À l’origine de mes hétéronymes, il y a ce trait profond d’hystérie

qui existe en moi . [...] L’origine mentale de mes hétéronymes est dans ma tendance organique et constante à la dépersonnalisation et à la simulation. Chez moi, ces phénomènes se sont – heureusement pour moi et pour les autres – intellectualisés : je veux dire qu’ils ne se manifestent pas dans ma vie pratique, à l’extérieur et en contact avec d’autres ; ils explosent en moi et je les vis en tête-à-tête avec moi-même. [...] Chez les hommes, l’hystérie prend surtout un aspect mental ; ainsi tout s’achève-t-il en silence et en poésie...

                                      Fernando Pessoa

         Lettre à Adolfo Casais Monteiro, 13 janvier 1935

 

 

 

Aujourd’hui, je n’ai plus de personnalité : tout ce qu’il peut y avoir d’humain en moi, je l’ai réparti entre les différents auteurs dont j’ai exécuté l’œuvre. Je suis désormais le point de rencontre d’une petite humanité qui n’appartient qu’à moi.

                                      Fernando Pessoa

                    Páginas Intimas e de Auto-Interpretação

 

 

     

 

 Je ne suis rien.

 Je ne serai jamais rien.

 Je ne peux vouloir être rien.

 À part ça, je porte en moi tous les rêves du monde.

                                           Álvaro de Campos

                                           Bureau de tabac

 

 

Fernando Pessoa, l’art

 

 

C’est que je prends très au sérieux l’art et la vie. Quand on jette un regard religieux sur le triste et mystérieux spectacle du Monde, c’est la seule attitude possible à l’égard de son propre sens-du-devoir.

                                           Fernando Pessoa

           Lettre à Armando Cortes-Rodrigues,19 janvier 1915

 

 

 

Pour moi, l’art est essentiellement dramatique, et le plus grand artiste est celui qui, dans son art – car on peut dans tous les arts, selon leur « matière », faire du drame, c’est-à-dire sentir de façon dramatique – , vit de la façon la plus intense, la plus profuse et la plus complexe tout ce qui n’est pas lui, autrement dit, qui exprime de la façon la plus intense, la plus profonde et la plus complexe tout ce qu’il n’éprouve pas vraiment ou, en d’autres termes, qu’il n’éprouve que pour l’exprimer.»

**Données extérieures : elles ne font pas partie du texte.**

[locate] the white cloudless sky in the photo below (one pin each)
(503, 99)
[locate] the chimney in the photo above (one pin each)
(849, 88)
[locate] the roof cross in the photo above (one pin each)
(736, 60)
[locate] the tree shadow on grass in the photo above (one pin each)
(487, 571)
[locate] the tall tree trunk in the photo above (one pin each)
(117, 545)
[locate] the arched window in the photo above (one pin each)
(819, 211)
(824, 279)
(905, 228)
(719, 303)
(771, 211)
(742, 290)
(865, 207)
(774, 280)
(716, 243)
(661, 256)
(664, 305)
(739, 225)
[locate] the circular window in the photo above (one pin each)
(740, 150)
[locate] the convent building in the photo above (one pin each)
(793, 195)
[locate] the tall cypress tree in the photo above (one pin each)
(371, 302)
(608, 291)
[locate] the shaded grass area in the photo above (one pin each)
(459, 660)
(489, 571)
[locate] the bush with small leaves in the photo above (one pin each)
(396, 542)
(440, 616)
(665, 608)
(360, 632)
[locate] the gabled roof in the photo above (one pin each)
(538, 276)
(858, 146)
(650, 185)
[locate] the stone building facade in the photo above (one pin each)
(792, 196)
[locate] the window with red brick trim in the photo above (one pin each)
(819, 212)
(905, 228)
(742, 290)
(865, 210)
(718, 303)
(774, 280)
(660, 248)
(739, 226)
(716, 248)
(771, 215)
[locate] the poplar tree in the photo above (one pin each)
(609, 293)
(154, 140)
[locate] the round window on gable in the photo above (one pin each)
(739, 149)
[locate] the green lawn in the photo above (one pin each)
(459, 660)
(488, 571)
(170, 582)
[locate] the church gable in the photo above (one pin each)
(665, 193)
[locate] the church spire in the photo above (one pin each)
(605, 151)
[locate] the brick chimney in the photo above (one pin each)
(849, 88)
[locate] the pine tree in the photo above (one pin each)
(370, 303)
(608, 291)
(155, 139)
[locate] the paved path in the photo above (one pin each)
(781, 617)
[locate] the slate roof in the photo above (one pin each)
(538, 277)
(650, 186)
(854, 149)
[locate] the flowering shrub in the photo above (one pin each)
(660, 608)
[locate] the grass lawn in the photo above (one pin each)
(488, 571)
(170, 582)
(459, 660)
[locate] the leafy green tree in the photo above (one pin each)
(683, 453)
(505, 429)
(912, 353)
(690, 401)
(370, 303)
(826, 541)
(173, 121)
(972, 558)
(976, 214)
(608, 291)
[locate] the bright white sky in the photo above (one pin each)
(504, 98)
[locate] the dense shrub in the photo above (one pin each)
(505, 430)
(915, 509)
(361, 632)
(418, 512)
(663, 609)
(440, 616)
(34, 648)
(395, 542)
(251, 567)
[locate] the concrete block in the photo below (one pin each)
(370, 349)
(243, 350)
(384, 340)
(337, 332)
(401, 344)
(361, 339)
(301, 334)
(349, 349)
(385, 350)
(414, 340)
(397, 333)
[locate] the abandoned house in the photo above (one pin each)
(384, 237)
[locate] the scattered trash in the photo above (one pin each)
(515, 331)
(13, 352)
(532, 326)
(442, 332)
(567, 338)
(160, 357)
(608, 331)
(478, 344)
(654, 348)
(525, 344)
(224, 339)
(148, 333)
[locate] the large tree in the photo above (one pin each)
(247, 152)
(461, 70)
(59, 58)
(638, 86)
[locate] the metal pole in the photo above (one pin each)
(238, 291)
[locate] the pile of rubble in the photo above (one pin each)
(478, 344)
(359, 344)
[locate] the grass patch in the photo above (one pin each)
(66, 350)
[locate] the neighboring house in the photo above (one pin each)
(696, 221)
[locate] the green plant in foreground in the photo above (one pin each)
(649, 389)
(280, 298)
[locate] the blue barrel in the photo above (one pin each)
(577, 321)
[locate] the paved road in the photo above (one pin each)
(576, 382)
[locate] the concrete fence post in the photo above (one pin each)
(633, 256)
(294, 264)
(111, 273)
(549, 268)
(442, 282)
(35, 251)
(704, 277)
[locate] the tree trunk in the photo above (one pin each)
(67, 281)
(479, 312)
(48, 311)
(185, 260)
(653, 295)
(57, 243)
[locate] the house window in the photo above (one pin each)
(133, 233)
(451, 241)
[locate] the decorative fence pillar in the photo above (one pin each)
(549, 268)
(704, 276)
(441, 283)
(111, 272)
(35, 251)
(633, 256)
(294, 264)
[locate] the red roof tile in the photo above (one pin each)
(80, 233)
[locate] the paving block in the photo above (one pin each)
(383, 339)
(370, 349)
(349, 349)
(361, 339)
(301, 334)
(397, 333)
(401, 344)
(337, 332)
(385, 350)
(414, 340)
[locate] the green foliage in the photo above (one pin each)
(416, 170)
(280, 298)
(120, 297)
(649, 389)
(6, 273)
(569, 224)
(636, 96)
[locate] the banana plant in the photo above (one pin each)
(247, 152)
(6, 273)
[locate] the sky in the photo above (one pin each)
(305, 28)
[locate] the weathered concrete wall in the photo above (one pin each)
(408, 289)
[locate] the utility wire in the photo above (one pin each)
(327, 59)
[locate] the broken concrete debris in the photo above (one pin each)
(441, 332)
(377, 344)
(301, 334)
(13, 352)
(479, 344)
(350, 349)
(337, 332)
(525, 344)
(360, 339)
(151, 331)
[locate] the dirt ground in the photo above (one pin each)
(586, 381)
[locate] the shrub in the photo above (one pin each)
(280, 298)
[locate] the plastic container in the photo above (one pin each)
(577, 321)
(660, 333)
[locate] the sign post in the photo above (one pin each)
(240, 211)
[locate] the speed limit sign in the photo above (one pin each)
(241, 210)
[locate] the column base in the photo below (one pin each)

                                           Fernando Pessoa,

                   Lettre à Francisco Costa,10 août 1925

 

 

 

Pour qu’une impression puisse se convertir en matériau artistique, il faut tout d’abord qu’elle se transforme en impression, non pas en partie mais totalement, intellectuelle. Et par « intellectuelle » j’entends, non de l’intelligence en tant qu’expression supérieure, mais en tant qu’expression abstraite de la personnalité. Ou, en d’autres termes plus simples : ce n’est que lorsque l’individu devient, grâce à l’intelligence, un petit univers, qu’il trouve dans l’impression produite le matériau dont sera fait ce que nous appelons l’art.

Ce que nous sentons n’est que ce que nous sentons. Ce que nous pensons n’est que ce que nous pensons. Mais ce que, senti ou pensé, nous repensons comme si nous étions un autre – voilà ce qui se change naturellement en art et prend forme en refroidissant.